FSF members who are also in the Supervisory College are BSP, Philippine Deposit Insurance Corp., the Securities and Exchange Commission and Insurance Commission.

Diokno said that since the member agencies include those that supervised non-BSP supervised entities, the Supervisory College members will be able to discuss emerging group-wide risks and vulnerabilities identified in the conglomerate including those from non-BSP supervised entities which may have impact on D-SIBs.

D-SIBs are characterized as banks whose distress or disorderly failure would cause significant disruptions to the wider financial system and economy. The BSP has yet to formally identify the D-SIBs but most credit rating agencies point to the country’s top 20 banks as possible D-SIBs.

The BSP has been monitoring the interrelationship between firms in a conglomerate structure as this set up is usually vulnerable to a possible contagion which happens if a company or entity with financial problems will affect other firms within the conglomerate group.

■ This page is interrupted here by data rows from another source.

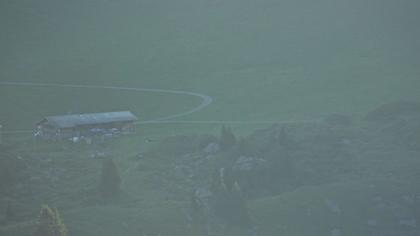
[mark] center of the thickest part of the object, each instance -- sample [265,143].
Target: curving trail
[205,99]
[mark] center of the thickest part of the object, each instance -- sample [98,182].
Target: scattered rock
[211,148]
[394,110]
[408,222]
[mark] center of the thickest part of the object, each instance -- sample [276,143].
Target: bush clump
[227,138]
[50,223]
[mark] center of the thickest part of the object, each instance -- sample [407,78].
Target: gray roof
[74,120]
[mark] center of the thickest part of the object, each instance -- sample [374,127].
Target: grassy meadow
[260,61]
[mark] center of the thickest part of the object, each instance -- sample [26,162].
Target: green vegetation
[50,223]
[352,169]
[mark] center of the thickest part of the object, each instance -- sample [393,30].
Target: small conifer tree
[50,223]
[227,138]
[110,179]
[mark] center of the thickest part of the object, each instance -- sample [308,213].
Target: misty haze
[209,118]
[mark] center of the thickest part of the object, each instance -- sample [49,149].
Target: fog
[264,117]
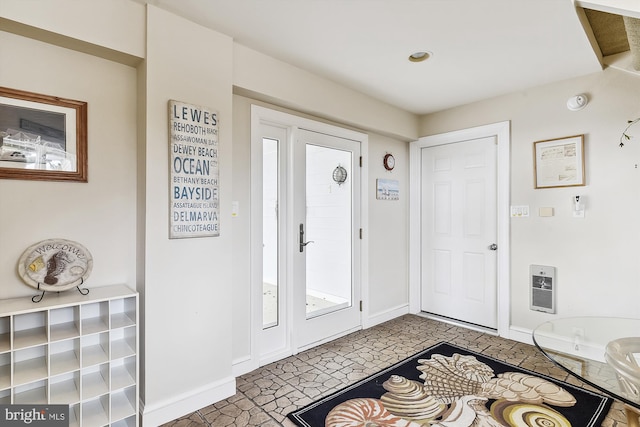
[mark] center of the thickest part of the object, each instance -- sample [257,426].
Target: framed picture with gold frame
[559,162]
[42,137]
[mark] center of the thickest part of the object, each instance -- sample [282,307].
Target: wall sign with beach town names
[193,143]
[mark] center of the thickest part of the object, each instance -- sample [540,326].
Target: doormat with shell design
[449,386]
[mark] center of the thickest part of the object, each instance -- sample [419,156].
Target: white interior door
[459,231]
[326,212]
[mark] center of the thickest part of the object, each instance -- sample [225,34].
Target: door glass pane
[329,226]
[270,288]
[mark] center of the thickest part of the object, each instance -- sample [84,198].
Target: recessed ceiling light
[419,56]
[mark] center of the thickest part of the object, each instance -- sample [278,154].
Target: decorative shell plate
[55,265]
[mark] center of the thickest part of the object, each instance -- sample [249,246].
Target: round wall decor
[339,174]
[55,265]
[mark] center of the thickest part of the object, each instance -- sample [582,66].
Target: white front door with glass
[310,238]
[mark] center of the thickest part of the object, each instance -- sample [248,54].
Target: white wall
[596,257]
[187,281]
[32,211]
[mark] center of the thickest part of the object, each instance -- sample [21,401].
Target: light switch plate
[520,211]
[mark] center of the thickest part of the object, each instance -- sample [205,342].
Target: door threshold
[460,323]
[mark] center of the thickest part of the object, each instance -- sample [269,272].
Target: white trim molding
[502,132]
[186,403]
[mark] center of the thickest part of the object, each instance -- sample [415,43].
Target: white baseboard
[178,406]
[376,319]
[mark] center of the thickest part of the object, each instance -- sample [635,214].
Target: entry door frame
[292,123]
[501,131]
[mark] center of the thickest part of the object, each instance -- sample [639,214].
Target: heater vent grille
[543,288]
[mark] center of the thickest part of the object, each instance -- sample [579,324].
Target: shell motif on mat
[515,414]
[364,412]
[408,399]
[449,378]
[517,386]
[467,411]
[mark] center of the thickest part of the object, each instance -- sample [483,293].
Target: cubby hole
[123,404]
[123,342]
[74,415]
[123,373]
[30,364]
[5,370]
[34,393]
[95,349]
[29,330]
[95,381]
[64,323]
[123,313]
[5,334]
[65,388]
[95,317]
[64,356]
[95,412]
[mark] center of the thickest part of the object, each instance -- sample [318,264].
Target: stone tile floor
[265,396]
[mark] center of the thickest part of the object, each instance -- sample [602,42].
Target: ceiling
[480,49]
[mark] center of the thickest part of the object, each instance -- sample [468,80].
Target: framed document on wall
[559,162]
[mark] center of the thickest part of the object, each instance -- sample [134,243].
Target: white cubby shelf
[73,349]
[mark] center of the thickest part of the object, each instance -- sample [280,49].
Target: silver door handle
[302,242]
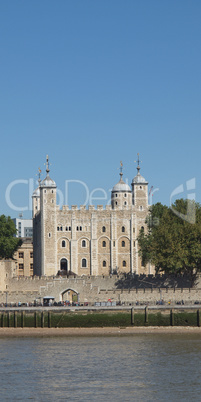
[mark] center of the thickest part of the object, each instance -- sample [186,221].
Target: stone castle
[93,241]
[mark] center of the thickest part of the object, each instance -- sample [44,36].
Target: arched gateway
[64,265]
[70,295]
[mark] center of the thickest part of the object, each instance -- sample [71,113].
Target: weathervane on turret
[39,174]
[121,169]
[138,162]
[47,165]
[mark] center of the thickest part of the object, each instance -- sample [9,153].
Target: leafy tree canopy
[173,239]
[8,243]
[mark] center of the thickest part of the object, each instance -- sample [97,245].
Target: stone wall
[94,289]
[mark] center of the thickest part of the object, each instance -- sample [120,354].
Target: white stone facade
[89,241]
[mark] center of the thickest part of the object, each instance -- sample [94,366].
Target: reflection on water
[139,367]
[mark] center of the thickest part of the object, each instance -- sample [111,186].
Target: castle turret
[48,224]
[36,197]
[139,190]
[121,197]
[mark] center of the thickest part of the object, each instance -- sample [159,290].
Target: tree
[8,243]
[173,241]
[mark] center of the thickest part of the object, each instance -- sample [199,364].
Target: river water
[148,367]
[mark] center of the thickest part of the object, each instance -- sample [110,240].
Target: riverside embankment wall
[99,289]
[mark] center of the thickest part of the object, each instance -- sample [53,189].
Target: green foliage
[173,239]
[8,243]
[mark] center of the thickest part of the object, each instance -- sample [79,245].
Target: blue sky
[94,82]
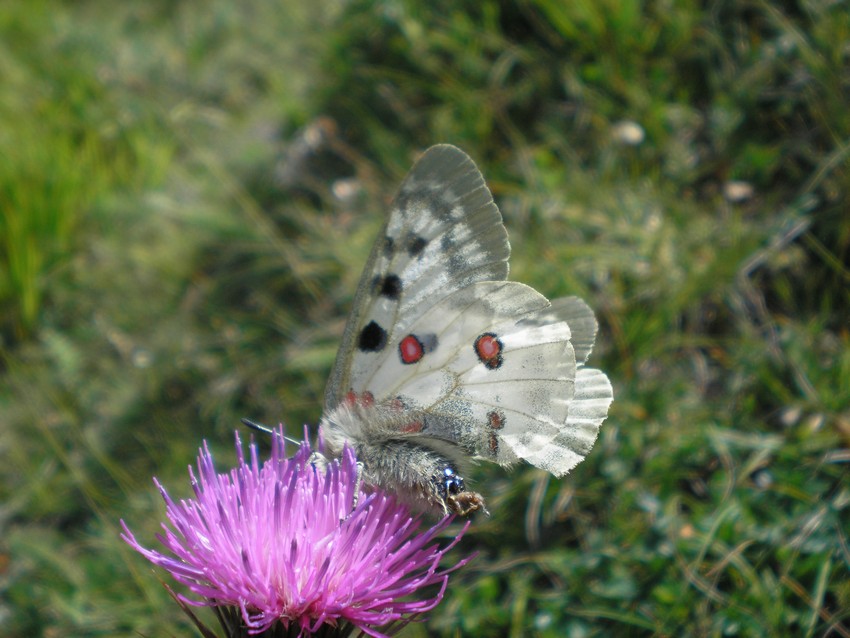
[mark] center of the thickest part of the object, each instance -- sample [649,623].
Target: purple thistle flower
[281,542]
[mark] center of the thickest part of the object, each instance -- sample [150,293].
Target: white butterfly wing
[484,363]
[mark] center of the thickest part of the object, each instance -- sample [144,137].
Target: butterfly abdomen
[422,471]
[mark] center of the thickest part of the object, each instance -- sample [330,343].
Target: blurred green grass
[188,192]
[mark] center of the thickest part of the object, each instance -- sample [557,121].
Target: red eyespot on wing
[364,400]
[496,419]
[488,349]
[410,349]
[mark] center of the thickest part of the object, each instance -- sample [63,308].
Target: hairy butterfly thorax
[444,360]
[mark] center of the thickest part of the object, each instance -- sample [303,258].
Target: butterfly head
[456,499]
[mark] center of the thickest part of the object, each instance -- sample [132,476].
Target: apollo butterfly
[443,359]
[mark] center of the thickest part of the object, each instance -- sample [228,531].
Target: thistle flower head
[283,542]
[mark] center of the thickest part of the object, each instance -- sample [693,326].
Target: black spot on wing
[415,245]
[373,338]
[389,247]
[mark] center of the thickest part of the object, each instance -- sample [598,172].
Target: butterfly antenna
[259,427]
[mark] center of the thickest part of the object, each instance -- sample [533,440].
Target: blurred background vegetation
[188,191]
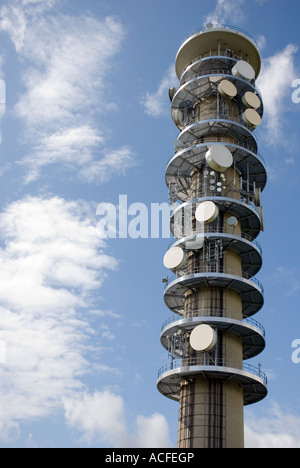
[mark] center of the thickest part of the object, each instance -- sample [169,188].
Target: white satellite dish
[251,118]
[174,258]
[227,89]
[243,70]
[219,157]
[232,221]
[178,144]
[206,212]
[251,100]
[203,338]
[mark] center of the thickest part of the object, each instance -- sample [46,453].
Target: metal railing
[214,115]
[230,191]
[208,229]
[218,71]
[209,361]
[213,270]
[208,312]
[213,140]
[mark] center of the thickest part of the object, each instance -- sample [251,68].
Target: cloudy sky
[85,118]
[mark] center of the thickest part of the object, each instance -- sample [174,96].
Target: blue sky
[87,119]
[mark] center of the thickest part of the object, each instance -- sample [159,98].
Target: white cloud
[226,10]
[157,104]
[114,163]
[101,419]
[65,62]
[275,83]
[51,264]
[279,428]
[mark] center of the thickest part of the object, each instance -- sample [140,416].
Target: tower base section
[210,414]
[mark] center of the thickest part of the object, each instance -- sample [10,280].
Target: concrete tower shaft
[215,180]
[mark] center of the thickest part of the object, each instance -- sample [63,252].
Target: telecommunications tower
[215,179]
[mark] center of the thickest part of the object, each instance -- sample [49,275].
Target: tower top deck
[215,38]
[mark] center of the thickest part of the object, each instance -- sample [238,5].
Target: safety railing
[209,312]
[219,139]
[209,361]
[208,229]
[216,270]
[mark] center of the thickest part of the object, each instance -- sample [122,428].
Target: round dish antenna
[203,338]
[219,158]
[206,212]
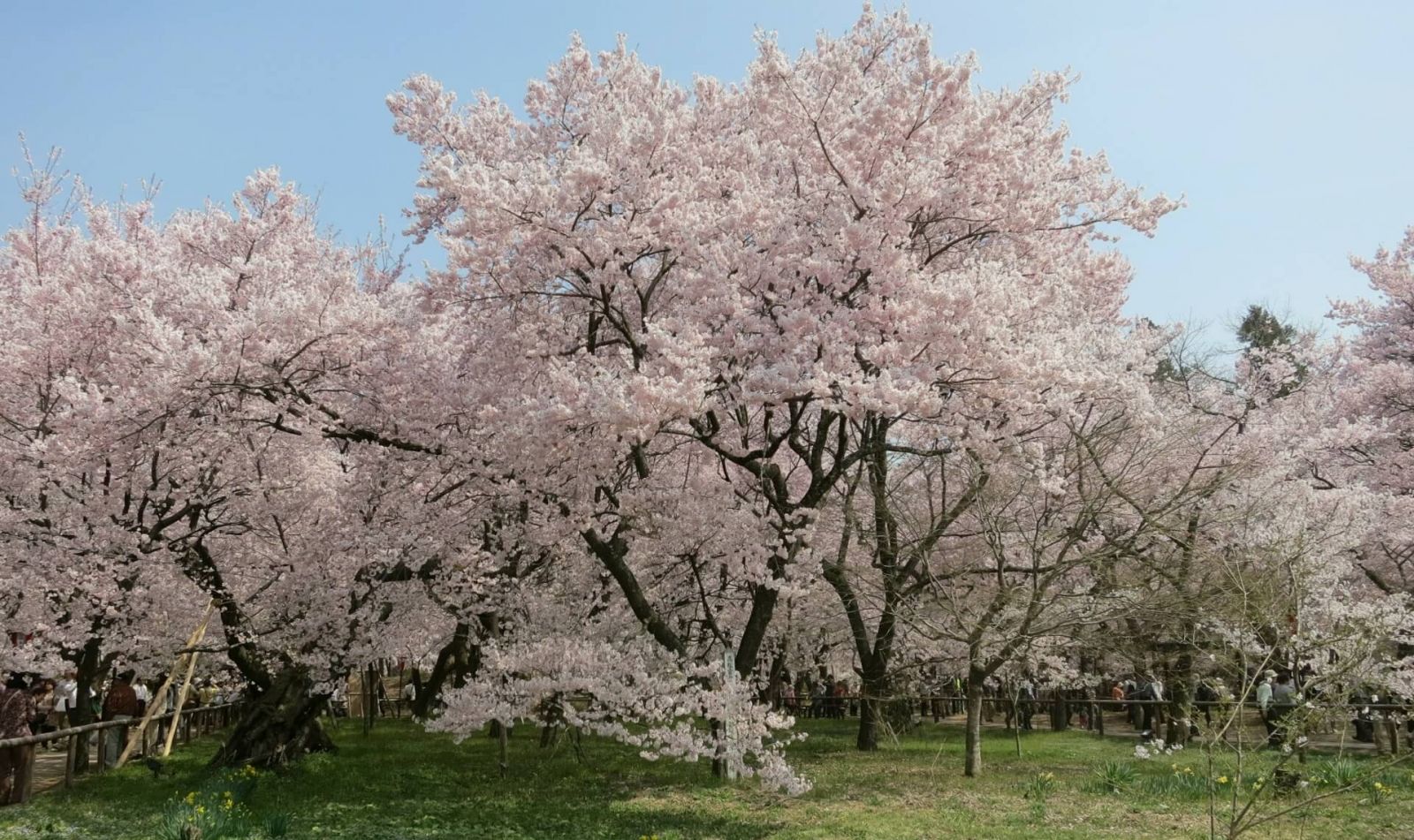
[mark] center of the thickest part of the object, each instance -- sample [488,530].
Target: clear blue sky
[1287,125]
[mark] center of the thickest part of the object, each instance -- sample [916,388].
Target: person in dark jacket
[120,703]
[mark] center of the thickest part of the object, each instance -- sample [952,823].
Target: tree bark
[277,726]
[454,665]
[88,675]
[873,694]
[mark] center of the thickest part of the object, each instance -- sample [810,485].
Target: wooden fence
[193,722]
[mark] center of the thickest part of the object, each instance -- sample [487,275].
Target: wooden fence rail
[202,719]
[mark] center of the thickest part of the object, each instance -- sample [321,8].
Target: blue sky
[1286,125]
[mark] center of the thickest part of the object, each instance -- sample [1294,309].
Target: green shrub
[1116,776]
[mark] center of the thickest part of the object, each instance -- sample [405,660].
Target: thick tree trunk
[873,694]
[88,675]
[279,726]
[972,765]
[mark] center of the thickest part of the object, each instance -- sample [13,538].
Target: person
[209,692]
[1147,698]
[145,694]
[42,699]
[1206,694]
[1025,703]
[16,712]
[1265,703]
[67,698]
[120,703]
[1283,701]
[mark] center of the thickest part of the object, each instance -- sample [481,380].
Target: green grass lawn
[405,783]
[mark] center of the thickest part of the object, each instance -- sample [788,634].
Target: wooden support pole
[186,684]
[159,699]
[70,760]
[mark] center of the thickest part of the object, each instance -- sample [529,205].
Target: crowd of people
[1143,699]
[35,705]
[824,698]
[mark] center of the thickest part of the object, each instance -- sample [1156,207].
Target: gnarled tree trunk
[279,724]
[973,743]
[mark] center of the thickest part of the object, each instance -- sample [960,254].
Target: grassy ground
[405,783]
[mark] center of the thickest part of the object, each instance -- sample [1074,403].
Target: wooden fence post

Based on a BSP paper, a commonly accepted definition of a financial conglomerate is “any group of companies under common control whose exclusive or predominant activities consist of providing significant services in at least two different financial sectors such as in banking, securities, and insurance”. This definition does not include mixed conglomerates which includes commercial and industrial services, in addition to financial services.

In the Philippines, financial groups with banks as parent companies or known as financial conglomerates include BDO Unibank Inc. of the SM Group and Bank of the Philippine Islands of the Ayala Group. The group also includes the Ty family-controlled Metropolitan Bank & Trust Co., Lucio Tan Group’s Philippine National Bank, the Yuchengco Group’s Rizal Commercial Banking Corp., the Dy-owned Security Bank Corp. and Union Bank of the Philippines of the Aboitiz Group.

Banking groups, meantime, include China Banking Corp., Asia United Bank Corp., and Land Bank of the Philippines. Bank of Commerce of San Miguel Corp., which has a pending universal banking license upgrade, will likely be included in these group listings.

The BSP-led FSF created the Supervisory College after signing a Memorandum of Understanding last month.

The difference between the FSF’s Supervisory College and the existing inter-agency Financial Stability Coordination Council (FSCC) is that the former will have a microprudential approach while the latter already conducts macroprudential surveillance to monitor for systemic risks. The Supervisory College may also elevate to FSCC all financial stability issues.

Diokno said last week that it is “necessary to further strengthen the supervision of financial conglomerates given their interconnectedness and systemic importance.”

The Supervisory College will enhance information-sharing, develop common understanding of risks, further improve risk assessment, foster a shared agenda for addressing identified risks, provide a common platform for communicating key supervisory concerns, and establish a synchronized supervisory plan related to financial conglomerate regulation.